Database lag limiting access to created objects
Incident Report for Xandr
Postmortem

Incident Summary

From approximately 12:10 UTC on Saturday, October 12th to 18:35 on Monday, October 14th users may have been unable to access created objects or observe recent changes to objects due to delays in database replication.

Scope of Impact

During the incident window, users may have experienced issues with accessing objects they created or edited in the UI/API, including unexpected UI/API errors.

Timeline (UTC)

2019-10-12 12:10: Incident started: Altering a table applied IDs in a different order on some replica databases.
2019-10-13 20:09: Replication stalls on replica databases where IDs are in a different order.
2019-10-13 22:13: Issue escalated as incident and investigation proceeds.
2019-10-13 22:25: Engineering began to shift traffic to in-sync database hosts.
2019-10-13 22:45: Critical traffic shift completed.
2019-10-14 18:53: Client impact of incident mitigated.
2019-10-15 12:04: Incident resolved. Traffic shifted back to rebuilt host databases complete.

Cause Analysis

The alteration of a database table caused IDs to be applied in a different order on some replica databases that were on a different version.

Resolution Steps

Our engineers resolved the issue by shifting traffic to locations where replication of data was in-sync with the master database. A back up from a non-affected replica database was restored to affected replica databases. Once in-sync, traffic was shifted back to the repaired replica databases.

Next Steps

  • Building of a testing and QA environment that more accurately mirrors production environment having different database server versions.
Posted Nov 06, 2019 - 22:20 UTC

Resolved

This issue has been resolved but we continue to operate at a slightly reduced capacity and expect to return to full capacity within 24 hours. We apologize for the inconvenience this issue may have caused and thank you for your patience.

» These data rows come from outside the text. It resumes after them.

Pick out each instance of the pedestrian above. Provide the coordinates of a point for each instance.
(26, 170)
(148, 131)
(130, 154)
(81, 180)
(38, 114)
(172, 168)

Posted Oct 15, 2019 - 00:46 UTC
Monitoring

We have patched the issue but are operating at a slightly reduced capacity. This might cause slower responses. However, adserving should not be affected. We apologize for the inconvenience this issue may have caused and thank you for your patience.

Posted Oct 14, 2019 - 02:15 UTC
Identified

We have identified the following issue:

  • Component(s): Console API, Console UI
  • Impact(s):
    • Possible UI and API unable to access created objects, may result in unexpected UI and API errors
  • Severity: Minor Outage
  • Datacenter(s): Global

Our engineers are actively working towards a resolution, and we will provide an update as soon as possible. Thank you for your patience.

Posted Oct 13, 2019 - 22:42 UTC